Par ailleurs, aucune réponse probante n’est pour le moment avancée par les dirigeants européens face aux urgences sociales, écologiques et démocratiques et le traité en préparation n’est pas en mesure d’y répondre. La reprise, très conjoncturelle, de la croissance économique ne peut servir à masquer la gravité de la situation actuelle. Celle-ci est marquée par l’approfondissement des inégalités, le maintien d’un chômage élevé dans toute l’Europe, les dégâts massifs et inacceptables causés à l’environnement. Elle est le fruit d’un modèle économique qui donne la priorité aux exigences de rentabilité des acteurs financiers et favorise la marchandisation du monde, la dégradation des systèmes de protection sociale, le délitement de nos sociétés.
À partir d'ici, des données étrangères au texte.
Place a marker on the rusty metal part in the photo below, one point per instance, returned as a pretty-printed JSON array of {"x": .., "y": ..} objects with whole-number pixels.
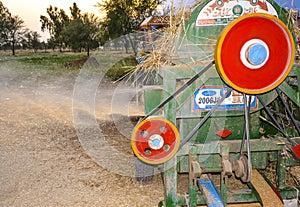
[{"x": 267, "y": 195}]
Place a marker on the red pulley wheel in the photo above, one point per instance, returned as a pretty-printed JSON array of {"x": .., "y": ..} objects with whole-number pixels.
[
  {"x": 255, "y": 53},
  {"x": 155, "y": 140}
]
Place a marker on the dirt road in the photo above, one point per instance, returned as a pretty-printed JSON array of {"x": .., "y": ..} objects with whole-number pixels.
[{"x": 42, "y": 162}]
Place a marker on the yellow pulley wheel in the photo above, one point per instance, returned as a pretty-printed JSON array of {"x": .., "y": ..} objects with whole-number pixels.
[
  {"x": 255, "y": 53},
  {"x": 155, "y": 140}
]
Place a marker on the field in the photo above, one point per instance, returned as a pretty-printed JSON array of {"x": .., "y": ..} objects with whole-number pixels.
[{"x": 43, "y": 162}]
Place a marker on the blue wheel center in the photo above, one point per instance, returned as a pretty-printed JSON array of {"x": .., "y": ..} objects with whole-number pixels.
[
  {"x": 257, "y": 54},
  {"x": 156, "y": 142}
]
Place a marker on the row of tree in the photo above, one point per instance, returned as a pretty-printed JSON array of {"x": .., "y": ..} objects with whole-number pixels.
[
  {"x": 13, "y": 33},
  {"x": 76, "y": 31}
]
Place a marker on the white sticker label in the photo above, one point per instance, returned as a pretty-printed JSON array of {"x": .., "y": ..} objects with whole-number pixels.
[
  {"x": 206, "y": 97},
  {"x": 222, "y": 12}
]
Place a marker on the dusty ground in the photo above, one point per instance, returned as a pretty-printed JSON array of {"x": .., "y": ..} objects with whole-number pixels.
[{"x": 41, "y": 160}]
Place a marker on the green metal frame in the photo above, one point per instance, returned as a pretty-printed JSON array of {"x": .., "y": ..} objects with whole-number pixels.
[{"x": 207, "y": 152}]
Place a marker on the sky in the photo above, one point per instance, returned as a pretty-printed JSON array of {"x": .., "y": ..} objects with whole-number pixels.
[{"x": 30, "y": 10}]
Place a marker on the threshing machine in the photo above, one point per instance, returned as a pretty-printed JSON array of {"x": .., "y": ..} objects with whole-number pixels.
[{"x": 226, "y": 108}]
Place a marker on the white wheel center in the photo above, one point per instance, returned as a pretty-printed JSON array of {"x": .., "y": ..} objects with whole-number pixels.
[
  {"x": 254, "y": 54},
  {"x": 156, "y": 142}
]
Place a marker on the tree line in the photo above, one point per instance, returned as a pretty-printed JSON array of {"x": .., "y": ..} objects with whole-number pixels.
[{"x": 77, "y": 31}]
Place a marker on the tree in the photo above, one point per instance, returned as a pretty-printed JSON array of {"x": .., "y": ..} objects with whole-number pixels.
[
  {"x": 87, "y": 24},
  {"x": 125, "y": 16},
  {"x": 55, "y": 24},
  {"x": 15, "y": 32},
  {"x": 92, "y": 28},
  {"x": 32, "y": 40},
  {"x": 4, "y": 19},
  {"x": 79, "y": 31}
]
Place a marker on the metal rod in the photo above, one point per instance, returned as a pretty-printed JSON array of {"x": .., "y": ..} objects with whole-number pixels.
[
  {"x": 288, "y": 110},
  {"x": 204, "y": 119},
  {"x": 247, "y": 113},
  {"x": 275, "y": 121},
  {"x": 179, "y": 90},
  {"x": 244, "y": 134}
]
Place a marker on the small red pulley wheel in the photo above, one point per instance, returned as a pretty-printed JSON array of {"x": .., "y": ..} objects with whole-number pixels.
[
  {"x": 255, "y": 53},
  {"x": 155, "y": 140}
]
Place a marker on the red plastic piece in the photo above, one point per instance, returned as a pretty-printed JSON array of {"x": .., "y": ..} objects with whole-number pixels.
[{"x": 224, "y": 133}]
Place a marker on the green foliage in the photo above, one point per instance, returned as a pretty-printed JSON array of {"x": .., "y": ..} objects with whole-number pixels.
[
  {"x": 125, "y": 16},
  {"x": 79, "y": 31},
  {"x": 122, "y": 68}
]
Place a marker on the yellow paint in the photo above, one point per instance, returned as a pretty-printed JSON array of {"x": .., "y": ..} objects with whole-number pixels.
[
  {"x": 156, "y": 162},
  {"x": 219, "y": 47}
]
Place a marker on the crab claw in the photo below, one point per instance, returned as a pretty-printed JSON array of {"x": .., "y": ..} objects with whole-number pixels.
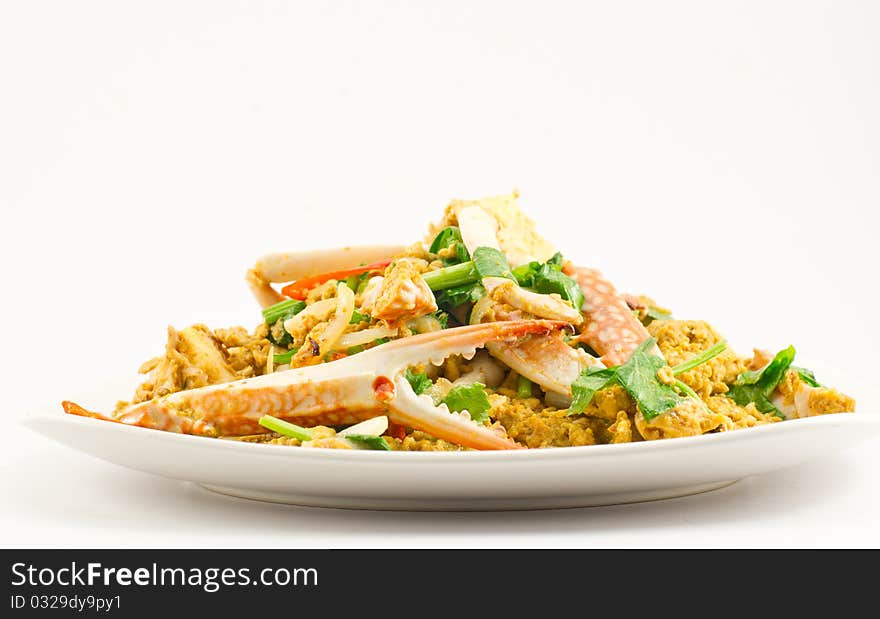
[{"x": 338, "y": 393}]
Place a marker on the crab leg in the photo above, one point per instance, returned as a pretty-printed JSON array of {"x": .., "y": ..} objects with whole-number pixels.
[
  {"x": 342, "y": 392},
  {"x": 289, "y": 266},
  {"x": 612, "y": 329}
]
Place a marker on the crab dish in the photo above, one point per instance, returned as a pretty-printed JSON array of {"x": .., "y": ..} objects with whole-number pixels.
[{"x": 481, "y": 336}]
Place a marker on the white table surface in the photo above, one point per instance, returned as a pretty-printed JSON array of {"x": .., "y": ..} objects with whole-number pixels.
[{"x": 721, "y": 158}]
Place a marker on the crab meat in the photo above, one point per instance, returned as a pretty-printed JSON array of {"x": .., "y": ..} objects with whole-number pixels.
[
  {"x": 289, "y": 266},
  {"x": 549, "y": 306},
  {"x": 343, "y": 392},
  {"x": 795, "y": 399},
  {"x": 403, "y": 293},
  {"x": 612, "y": 329}
]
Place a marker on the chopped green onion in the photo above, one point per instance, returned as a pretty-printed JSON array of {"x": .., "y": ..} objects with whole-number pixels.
[
  {"x": 284, "y": 357},
  {"x": 285, "y": 428},
  {"x": 419, "y": 381},
  {"x": 450, "y": 277},
  {"x": 276, "y": 312},
  {"x": 358, "y": 317},
  {"x": 690, "y": 392},
  {"x": 706, "y": 355},
  {"x": 523, "y": 387},
  {"x": 369, "y": 441}
]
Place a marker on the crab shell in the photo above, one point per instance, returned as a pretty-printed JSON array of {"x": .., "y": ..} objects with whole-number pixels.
[{"x": 340, "y": 392}]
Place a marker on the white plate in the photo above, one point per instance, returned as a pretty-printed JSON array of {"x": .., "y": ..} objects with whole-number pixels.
[{"x": 528, "y": 479}]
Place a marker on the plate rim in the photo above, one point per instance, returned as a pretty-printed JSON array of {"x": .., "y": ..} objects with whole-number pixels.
[{"x": 38, "y": 419}]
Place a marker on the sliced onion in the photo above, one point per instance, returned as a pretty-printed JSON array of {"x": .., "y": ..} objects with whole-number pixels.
[
  {"x": 359, "y": 338},
  {"x": 377, "y": 426},
  {"x": 341, "y": 317}
]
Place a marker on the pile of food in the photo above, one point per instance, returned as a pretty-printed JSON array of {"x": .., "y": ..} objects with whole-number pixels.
[{"x": 484, "y": 336}]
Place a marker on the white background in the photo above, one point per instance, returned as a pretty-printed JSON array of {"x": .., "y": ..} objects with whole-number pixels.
[{"x": 722, "y": 157}]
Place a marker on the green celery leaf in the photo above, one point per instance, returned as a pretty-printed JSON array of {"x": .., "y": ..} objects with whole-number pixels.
[
  {"x": 549, "y": 280},
  {"x": 525, "y": 273},
  {"x": 283, "y": 311},
  {"x": 807, "y": 376},
  {"x": 490, "y": 262},
  {"x": 587, "y": 384},
  {"x": 285, "y": 428},
  {"x": 451, "y": 298},
  {"x": 757, "y": 385},
  {"x": 419, "y": 381},
  {"x": 655, "y": 313},
  {"x": 639, "y": 377},
  {"x": 556, "y": 261},
  {"x": 450, "y": 237},
  {"x": 442, "y": 317},
  {"x": 284, "y": 357},
  {"x": 471, "y": 398}
]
C’est pourquoi les Attac d’Europe considèrent comme non seulement indispensable, mais urgent, de favoriser la mise en place d’un nouveau modèle de développement, et pour cela d’imposer à l’Union européenne et à tous ses États membres un certain nombre de principes :

  • la garantie du respect et de l’égalité d’accès aux droits fondamentaux pour tous les résidents européens ;
  • l’augmentation substantielle du budget européen pour assumer les choix d’élargissement effectués et garantir la solidarité par des transferts massifs à destination des nouveaux membres en contrepartie du refus de tout dumping fiscal ou social ;
  • la convergence vers le haut en matière fiscale et sociale dans l’Union européenne ;
  • le contrôle démocratique de la banque centrale européenne et la responsabilisation de l’Eurogroupe et du Parlement européen dans la politique monétaire ;
  • la réduction massive de la consommation énergétique et la transformation des modes de production ;
  • la participation à un nouveau système international multilatéral et ouvert, voué à construire la paix et la solidarité entre les peuples.
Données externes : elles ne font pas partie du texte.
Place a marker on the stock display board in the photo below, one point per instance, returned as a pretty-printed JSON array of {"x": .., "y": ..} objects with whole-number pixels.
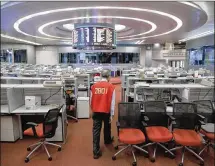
[{"x": 94, "y": 38}]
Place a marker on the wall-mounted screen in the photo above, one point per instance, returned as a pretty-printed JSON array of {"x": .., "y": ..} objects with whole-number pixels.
[
  {"x": 196, "y": 57},
  {"x": 209, "y": 55},
  {"x": 6, "y": 55},
  {"x": 94, "y": 38},
  {"x": 20, "y": 56}
]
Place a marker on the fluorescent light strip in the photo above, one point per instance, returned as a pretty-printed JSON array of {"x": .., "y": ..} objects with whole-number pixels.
[
  {"x": 40, "y": 29},
  {"x": 17, "y": 39},
  {"x": 197, "y": 36},
  {"x": 176, "y": 19}
]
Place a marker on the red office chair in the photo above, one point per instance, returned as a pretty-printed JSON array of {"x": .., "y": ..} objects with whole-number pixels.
[
  {"x": 184, "y": 132},
  {"x": 128, "y": 127},
  {"x": 205, "y": 108},
  {"x": 156, "y": 126},
  {"x": 44, "y": 130}
]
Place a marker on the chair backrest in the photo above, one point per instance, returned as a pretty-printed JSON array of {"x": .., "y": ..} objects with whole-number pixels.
[
  {"x": 205, "y": 108},
  {"x": 156, "y": 112},
  {"x": 129, "y": 115},
  {"x": 185, "y": 114},
  {"x": 50, "y": 122}
]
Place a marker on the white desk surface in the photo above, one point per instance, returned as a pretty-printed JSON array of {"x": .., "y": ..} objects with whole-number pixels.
[
  {"x": 7, "y": 85},
  {"x": 196, "y": 86},
  {"x": 40, "y": 110},
  {"x": 169, "y": 109},
  {"x": 4, "y": 109},
  {"x": 35, "y": 86},
  {"x": 166, "y": 86},
  {"x": 29, "y": 78},
  {"x": 178, "y": 86}
]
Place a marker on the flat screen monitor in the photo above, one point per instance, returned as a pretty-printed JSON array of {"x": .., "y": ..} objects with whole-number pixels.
[
  {"x": 196, "y": 57},
  {"x": 209, "y": 56}
]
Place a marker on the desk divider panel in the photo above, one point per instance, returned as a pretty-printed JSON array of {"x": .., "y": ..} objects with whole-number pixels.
[
  {"x": 15, "y": 98},
  {"x": 4, "y": 100},
  {"x": 201, "y": 94},
  {"x": 45, "y": 93},
  {"x": 13, "y": 81}
]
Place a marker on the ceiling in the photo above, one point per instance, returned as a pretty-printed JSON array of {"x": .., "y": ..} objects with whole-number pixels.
[{"x": 146, "y": 22}]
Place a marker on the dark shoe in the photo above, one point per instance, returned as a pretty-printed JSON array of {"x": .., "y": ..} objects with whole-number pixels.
[
  {"x": 98, "y": 155},
  {"x": 110, "y": 142}
]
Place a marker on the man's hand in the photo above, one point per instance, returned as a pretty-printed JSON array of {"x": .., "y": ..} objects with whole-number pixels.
[{"x": 111, "y": 118}]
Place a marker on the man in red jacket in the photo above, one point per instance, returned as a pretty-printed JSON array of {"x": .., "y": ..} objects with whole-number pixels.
[{"x": 102, "y": 105}]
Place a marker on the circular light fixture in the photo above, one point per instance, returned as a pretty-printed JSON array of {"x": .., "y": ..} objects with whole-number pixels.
[
  {"x": 40, "y": 29},
  {"x": 69, "y": 26},
  {"x": 176, "y": 19},
  {"x": 119, "y": 27}
]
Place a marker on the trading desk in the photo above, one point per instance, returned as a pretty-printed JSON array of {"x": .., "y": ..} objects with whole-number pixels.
[
  {"x": 189, "y": 92},
  {"x": 42, "y": 110},
  {"x": 13, "y": 106}
]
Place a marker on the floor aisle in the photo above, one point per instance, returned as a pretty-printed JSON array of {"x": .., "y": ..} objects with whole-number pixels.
[{"x": 78, "y": 151}]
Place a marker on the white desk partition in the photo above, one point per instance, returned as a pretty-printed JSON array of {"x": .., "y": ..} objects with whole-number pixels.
[{"x": 52, "y": 97}]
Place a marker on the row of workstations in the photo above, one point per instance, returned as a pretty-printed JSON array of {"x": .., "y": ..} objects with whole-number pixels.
[
  {"x": 135, "y": 88},
  {"x": 14, "y": 113},
  {"x": 83, "y": 82}
]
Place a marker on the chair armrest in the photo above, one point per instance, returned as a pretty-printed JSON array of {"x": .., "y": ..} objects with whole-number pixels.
[
  {"x": 144, "y": 123},
  {"x": 201, "y": 117},
  {"x": 33, "y": 125},
  {"x": 146, "y": 118}
]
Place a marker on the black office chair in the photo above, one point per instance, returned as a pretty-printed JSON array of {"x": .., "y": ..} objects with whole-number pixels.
[
  {"x": 44, "y": 130},
  {"x": 206, "y": 109},
  {"x": 184, "y": 129},
  {"x": 129, "y": 129},
  {"x": 156, "y": 123}
]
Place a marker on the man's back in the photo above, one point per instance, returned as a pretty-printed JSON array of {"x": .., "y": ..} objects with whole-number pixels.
[{"x": 102, "y": 96}]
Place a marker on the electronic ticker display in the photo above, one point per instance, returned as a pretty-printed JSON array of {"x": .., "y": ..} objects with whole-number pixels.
[{"x": 94, "y": 38}]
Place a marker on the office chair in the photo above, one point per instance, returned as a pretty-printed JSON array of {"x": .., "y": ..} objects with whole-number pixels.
[
  {"x": 184, "y": 132},
  {"x": 44, "y": 130},
  {"x": 128, "y": 128},
  {"x": 156, "y": 122},
  {"x": 205, "y": 108}
]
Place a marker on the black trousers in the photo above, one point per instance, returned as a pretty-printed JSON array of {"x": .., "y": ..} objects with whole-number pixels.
[{"x": 98, "y": 118}]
La construction d’une Europe solidaire, démocratique et écologique passe par ces principes. C’est d’ailleurs pourquoi, après un débat public approfondi, les citoyens européens ont rejeté en France le Traité constitutionnel européen qui leur était proposé en 2005. Faire comme si le résultat de l’élection présidentielle française effaçait cette prise de conscience serait une grave erreur d’analyse.

Face à l’importance des choix que vient de faire le Conseil européen, nous appelons à la mobilisation dans toute l’Europe des forces progressistes pour une Europe solidaire, démocratique et écologique.

Contacts :
  • Attac France : Aurélie Trouvé, coprésidente d’Attac France, 06 17 17 50 87
  • Attac Allemagne : Sven Giegold, bureau d’Attac Allemagne, 0049 -16 35 95 75 90

Sur Internet :

http://france.attac.org/spip.php?article7210

Attac s’est impliquée depuis longtemps dans la réflexion sur les institutions et les politiques européennes. L’association a été très active dans les campagnes en faveur du « non » au TCE. Elle s’est également engagée dans une réflexion en faveur d’alternatives aux traités actuels et aux politiques en vigueur dans l’Union européenne.